The Daily NK provides us some updates on Kim Jong Un’s ongoing crackdown on unauthorized contact with the outside world, via sources in North Hamgyeong Province, in the far northeast:
The North Korean authorities recently added five extra clauses to Article 60 of the country’s criminal code, which pertains to attempts to overthrow the state. The additional clauses codify harsh punishments for acts including illicit communication with the outside world, which could in principle now incur the death penalty. [....]
The newly re-codified offenses include: ? Illegal phone contact with foreigners, including South Koreans; ? Viewing South Korean dramas or DVDs and listening to [foreign] radio broadcasts; ? Using or dealing in drugs; ? Transnational human and sex trafficking; and ? Aiding and abetting defectors and leaking state secrets.
In criminal code revisions made in mid-May of last year, harsh punishments were decreed for a loose basket of acts deemed to be seditious, including political agitation, rioting, and public demonstration. Sedition was one of a litany of charges thrown at Kim Jong Eun’s uncle Jang Song Taek before his execution in December last year.
If North Korea is as stable as some “experts” suggest it is, then why is it necessary for its government to raise the penalties for such unthinkable acts as “political agitation, rioting, and public demonstration?” In fact, we’ve seen fragmentary reports of demonstrations in North Korea in the past, mostly by female traders protesting market restrictions.
The nature of the revised punishments provides a stark reflection of the regime’s anxiety at the nature and scale of cross-border activities, the source explained. A minimum of five years “reeducation” or the death penalty can be decreed for those caught communicating with the outside world, a minimum of ten years reeducation is the maximum punishment for simply watching South Korean media or listening to foreign radio, and a minimum of five years reeducation is possible for drug smuggling. [Daily NK]

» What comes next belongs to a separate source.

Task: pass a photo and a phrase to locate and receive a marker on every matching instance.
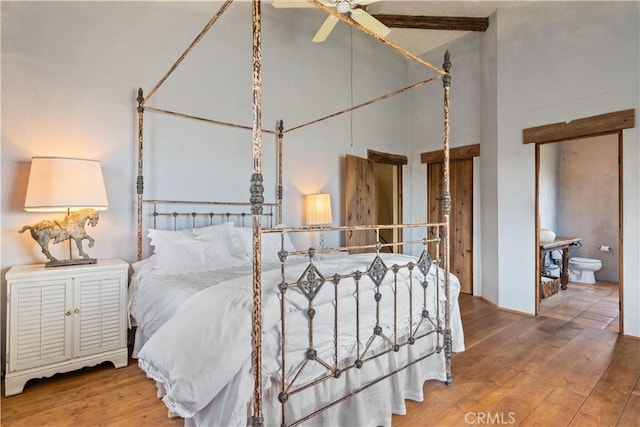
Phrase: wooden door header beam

Separately, the Daily NK reports that the regime is using its traditional methods for showing its subjects that it’s more serious about enforcing these rules that it had been in the past, when it was possible to bribe one’s way out of enforcement.
The victim, a 49-year old stage lighting engineer called Ri Kyung Ho, was executed in March. His execution, though not public, was used as an example to others, and his family has been incarcerated in a State Security Department (SSD) facility.
The latest report is that North Korea is making examples of those caught, but isn’t executing them in public, perhaps because it fears that video may leak out again. So were there posters, or other announcements of the execution? The report doesn’t say.
“Ri Kyung Ho was caught out of town by an SSD agent with a signal detector. He’d been calling his family in South Chosun” the source said, explaining the background to the man’s arrest. “He probably didn’t have time to take the phone apart and hide it before SSD agents got to his house.”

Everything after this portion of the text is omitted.